We also know that time in prison seldom addresses the cause of offending. In an article published in last month’s New Zealand Law Journal, Dr Ian Lambie cites research showing that even a brief time in custody harms an individual and increases the risk of offending.9 Time in prison leads to job loss, residential instability, loss of social support and exacerbation of mental health and substance abuse problems. It also connects the defendant to offender networks. I acknowledge that the law does not hold all of the answers to these problems. Most of the answers surely lie in better housing, educational and health solutions.

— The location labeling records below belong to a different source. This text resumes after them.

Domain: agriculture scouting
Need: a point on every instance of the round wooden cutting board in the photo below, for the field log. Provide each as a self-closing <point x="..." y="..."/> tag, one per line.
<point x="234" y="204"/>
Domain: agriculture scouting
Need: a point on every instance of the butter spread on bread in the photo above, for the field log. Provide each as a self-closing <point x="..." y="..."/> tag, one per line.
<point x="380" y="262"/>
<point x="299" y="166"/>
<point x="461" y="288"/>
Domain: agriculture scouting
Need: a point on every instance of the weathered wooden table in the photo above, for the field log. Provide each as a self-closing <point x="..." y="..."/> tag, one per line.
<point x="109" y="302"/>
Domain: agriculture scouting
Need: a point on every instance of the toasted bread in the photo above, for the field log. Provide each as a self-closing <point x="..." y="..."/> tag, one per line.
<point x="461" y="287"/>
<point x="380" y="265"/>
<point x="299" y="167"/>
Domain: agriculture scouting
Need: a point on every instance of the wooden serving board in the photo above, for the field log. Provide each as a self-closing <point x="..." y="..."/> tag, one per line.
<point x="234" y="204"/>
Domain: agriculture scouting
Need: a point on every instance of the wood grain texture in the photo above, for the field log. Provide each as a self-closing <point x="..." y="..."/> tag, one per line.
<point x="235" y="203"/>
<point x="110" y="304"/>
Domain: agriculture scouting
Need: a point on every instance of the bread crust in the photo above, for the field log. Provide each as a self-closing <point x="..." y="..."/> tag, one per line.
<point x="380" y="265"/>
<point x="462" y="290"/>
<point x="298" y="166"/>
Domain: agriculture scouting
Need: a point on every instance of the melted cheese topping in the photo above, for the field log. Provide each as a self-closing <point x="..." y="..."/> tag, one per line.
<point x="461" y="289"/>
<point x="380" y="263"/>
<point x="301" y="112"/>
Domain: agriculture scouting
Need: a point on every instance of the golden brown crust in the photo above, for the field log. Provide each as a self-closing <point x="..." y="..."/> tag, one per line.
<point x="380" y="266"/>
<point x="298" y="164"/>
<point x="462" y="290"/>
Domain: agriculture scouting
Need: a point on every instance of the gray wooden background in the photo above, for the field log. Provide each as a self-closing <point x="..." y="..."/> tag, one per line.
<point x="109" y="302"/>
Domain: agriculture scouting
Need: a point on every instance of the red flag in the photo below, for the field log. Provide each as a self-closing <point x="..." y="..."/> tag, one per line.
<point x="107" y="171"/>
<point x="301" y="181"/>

But this does not mean that there is no work to be done to improve how the criminal justice system operates. Clearly, we should work to reduce any harm created by the system itself. But we should be more ambitious than that. Based on what we know of the defendant cohort, a person who appears in court charged with offending has a constellation of health and social issues which require intervention if further offending is to be avoided. An appearance in court can be conceptualised as an opportunity to intervene in the life of the defendant to address those issues and thereby reduce the likelihood of re-offending. This is an idea I return to shortly.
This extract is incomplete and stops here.